MFHR1 binds C5 and regulates terminal pathway activation by inhibition of C5 cleavage and MAC formation. (A) MFHR1 binds to C5 as determined by ELISA. Equimolar amounts of MFHR1, FHR-1, hFH, or BSA were immobilized to Nunc plates and incubated with increasing concentrations of C5. Binding was detected using monoclonal C5 antibodies and HRP-labeled secondary antibodies. Data are mean±SD from n=3 experiments. ***Statistical significance versus C5 bound to hFH (one-way ANOVA with Bonferroni test; P<0.001). (B) MFHR1 blocks generation of C5a as measured in the supernatant of AP-activated sera using C5a ELISA (Quidel). Heat-inactivated (hi) HS was used as negative control. Data points are mean values from n=3 assays ±SEM using sera of three individual healthy donors. Untreated HS was set to 100% relative C5a. The C5a inhibitory activity of MFHR1 was significantly different from mini-FH (P<0.10; two-way ANOVA), whereas the activities of MFHR1 and eculizumab were similar. (C) MFHR1 inhibits C5 cleavage and lysis of sE. CVFBb convertase was generated on sE after adding factor B (FB) and factor D (FD).

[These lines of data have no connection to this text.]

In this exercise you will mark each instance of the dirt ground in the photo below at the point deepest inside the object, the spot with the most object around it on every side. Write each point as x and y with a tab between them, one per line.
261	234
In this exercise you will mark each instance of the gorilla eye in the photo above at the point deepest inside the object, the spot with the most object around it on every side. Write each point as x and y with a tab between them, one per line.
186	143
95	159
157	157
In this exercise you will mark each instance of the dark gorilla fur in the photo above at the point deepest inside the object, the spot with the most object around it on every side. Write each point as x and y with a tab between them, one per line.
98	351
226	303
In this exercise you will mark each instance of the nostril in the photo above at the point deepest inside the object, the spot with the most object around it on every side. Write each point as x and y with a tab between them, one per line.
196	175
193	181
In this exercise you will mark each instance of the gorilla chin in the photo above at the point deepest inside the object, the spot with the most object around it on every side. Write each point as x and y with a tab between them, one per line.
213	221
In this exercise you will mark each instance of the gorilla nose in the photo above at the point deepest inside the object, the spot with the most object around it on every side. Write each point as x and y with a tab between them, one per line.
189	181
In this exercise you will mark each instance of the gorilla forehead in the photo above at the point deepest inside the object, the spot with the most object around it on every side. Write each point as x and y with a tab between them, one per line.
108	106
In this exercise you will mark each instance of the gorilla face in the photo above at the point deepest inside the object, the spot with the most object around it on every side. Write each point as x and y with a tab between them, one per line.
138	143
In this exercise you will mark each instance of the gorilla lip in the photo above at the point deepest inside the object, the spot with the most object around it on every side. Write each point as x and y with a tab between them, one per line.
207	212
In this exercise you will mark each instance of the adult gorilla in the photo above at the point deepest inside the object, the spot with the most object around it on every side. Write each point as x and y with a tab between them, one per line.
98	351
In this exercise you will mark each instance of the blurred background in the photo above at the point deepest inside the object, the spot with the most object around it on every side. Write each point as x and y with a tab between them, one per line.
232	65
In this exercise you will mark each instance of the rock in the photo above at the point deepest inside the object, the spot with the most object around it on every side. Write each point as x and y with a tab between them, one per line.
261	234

Hemolysis was induced after adding C5-C9 and detected at 414 nm. Preincubation of C5 with FHR-1, MFHR1, or eculizumab significantly inhibited hemolysis, whereas hFH or BSA showed no inhibition. Control reactions (ctr) were performed without the addition of C5 (no C5b to generate lytic complexes) or without FB/FD (no CVFBb convertase is formed to cleave C5 into C5a and activated C5b). C5 activation control without regulators (w/o reg) was set to 100%. ***Statistical significance versus w/o reg (P<0.001; one-way ANOVA with Bonferroni test). (D) MFHR1 inhibits formation of the MAC on sE. MAC formation on sE was induced by incubation with C5b6 and C7–C9 components and detected by hemolysis of cells. Preincubation of C5b6 with MFHR1 or FHR-1 inhibited hemolysis at significant levels compared with hFH, eculizumab, or BSA. MAC formation control without regulators (w/o reg) was set to 100%. Samples without C9 did not induce hemolysis. All data represent mean values ±SD of three independent experiments. ***Statistical significance w/o reg (one-way ANOVA with Bonferroni test; P<0.001).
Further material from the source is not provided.